The snobbery that has heretofore excluded a book on the conservative legal movement from a university press also excludes from such a book the elements of conservatism that academia finds most uncouth. There is the Institute of Justice but no American Center for Law and Justice; the Law and Economics Center but no Ave Maria School of Law; school choice for inner-city blacks but no school prayer for rural evangelicals. The result is a version of conservatism so cleaned up for polite company that it is more disguise than makeover. Should conservatives be grateful that such a book has been published, by Princeton University Press no less, or lament the invisibility therein of the issues that primarily catalyzed and animated their reaction to the legal Left’s excesses?

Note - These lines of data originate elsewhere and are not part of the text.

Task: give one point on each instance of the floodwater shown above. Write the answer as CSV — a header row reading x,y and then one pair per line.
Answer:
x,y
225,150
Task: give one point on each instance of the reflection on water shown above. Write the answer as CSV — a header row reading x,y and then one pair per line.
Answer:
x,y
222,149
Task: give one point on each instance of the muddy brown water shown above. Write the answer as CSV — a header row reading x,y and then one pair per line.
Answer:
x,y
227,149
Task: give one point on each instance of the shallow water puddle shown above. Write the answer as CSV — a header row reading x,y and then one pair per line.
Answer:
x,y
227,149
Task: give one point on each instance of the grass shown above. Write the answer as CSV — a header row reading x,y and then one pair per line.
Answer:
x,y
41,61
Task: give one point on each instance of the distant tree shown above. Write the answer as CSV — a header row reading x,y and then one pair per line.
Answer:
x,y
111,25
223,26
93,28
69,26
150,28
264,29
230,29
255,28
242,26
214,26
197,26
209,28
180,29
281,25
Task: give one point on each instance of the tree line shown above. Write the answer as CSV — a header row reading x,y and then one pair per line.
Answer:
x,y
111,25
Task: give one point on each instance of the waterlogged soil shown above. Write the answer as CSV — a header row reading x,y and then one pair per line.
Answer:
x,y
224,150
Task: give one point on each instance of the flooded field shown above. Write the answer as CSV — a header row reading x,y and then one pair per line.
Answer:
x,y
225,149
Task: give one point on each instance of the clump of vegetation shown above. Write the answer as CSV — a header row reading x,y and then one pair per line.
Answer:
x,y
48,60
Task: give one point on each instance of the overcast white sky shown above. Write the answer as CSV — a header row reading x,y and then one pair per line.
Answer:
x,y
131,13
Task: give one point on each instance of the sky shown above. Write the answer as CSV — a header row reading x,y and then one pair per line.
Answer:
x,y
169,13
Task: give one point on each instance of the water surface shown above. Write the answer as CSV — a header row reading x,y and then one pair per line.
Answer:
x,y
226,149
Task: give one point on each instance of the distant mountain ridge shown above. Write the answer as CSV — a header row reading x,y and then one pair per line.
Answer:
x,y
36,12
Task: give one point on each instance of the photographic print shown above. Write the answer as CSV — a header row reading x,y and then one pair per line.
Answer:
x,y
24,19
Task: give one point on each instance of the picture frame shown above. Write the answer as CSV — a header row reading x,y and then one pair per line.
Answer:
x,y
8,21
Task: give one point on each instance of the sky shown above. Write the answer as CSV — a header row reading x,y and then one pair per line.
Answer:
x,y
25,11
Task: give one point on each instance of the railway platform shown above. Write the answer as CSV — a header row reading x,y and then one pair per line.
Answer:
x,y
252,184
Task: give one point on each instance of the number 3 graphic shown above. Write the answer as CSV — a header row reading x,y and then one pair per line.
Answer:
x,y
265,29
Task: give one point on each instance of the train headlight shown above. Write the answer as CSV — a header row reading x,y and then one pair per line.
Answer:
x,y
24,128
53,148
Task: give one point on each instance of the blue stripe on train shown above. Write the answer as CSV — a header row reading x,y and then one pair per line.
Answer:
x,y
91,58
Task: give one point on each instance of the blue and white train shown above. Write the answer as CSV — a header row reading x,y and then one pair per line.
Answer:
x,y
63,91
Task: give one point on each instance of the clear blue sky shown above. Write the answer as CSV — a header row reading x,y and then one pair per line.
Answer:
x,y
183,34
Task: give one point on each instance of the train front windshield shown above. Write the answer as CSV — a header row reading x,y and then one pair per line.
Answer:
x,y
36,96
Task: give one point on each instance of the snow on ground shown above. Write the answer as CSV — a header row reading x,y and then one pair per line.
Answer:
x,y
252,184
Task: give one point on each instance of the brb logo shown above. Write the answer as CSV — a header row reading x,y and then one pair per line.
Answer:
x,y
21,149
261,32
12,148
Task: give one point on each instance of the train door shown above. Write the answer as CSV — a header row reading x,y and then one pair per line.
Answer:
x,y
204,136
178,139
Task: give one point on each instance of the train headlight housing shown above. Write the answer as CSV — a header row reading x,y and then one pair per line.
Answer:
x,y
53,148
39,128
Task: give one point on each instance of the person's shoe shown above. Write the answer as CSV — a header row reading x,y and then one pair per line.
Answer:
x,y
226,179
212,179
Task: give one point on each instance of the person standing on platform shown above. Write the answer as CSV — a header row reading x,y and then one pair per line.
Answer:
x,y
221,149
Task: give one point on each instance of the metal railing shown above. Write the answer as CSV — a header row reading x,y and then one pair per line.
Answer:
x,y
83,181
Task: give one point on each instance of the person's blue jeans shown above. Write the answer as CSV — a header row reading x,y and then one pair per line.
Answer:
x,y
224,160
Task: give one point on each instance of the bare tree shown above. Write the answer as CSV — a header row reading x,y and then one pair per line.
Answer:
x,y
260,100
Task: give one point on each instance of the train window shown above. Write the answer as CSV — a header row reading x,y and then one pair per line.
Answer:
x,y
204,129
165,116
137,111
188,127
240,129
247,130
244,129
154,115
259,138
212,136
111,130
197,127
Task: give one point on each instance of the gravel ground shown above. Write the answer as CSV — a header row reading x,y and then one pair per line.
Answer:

The narcissism that prompts academics to obsess over political movements of which they are part results in an incuriosity about political movements to which they do not belong. Who has time to look out the window when there is a mirror to gaze upon? This ensures that so much is written about so little, and, in the case of the conservative legal movement, so little is written about so much. In the wake of libertarian public-interest law firms spearheading such cases as Rosenberger v. University of Virginia, Kelo v. New London, Hopwood v. Texas, and Gratz v. Bollinger, three Federalist Society members sitting on the Supreme Court, and the establishment of a new and vibrant field—Law and Economics—at America’s top law schools, an exploration of the libertarian-Right’s legal counterrevolution is long overdue.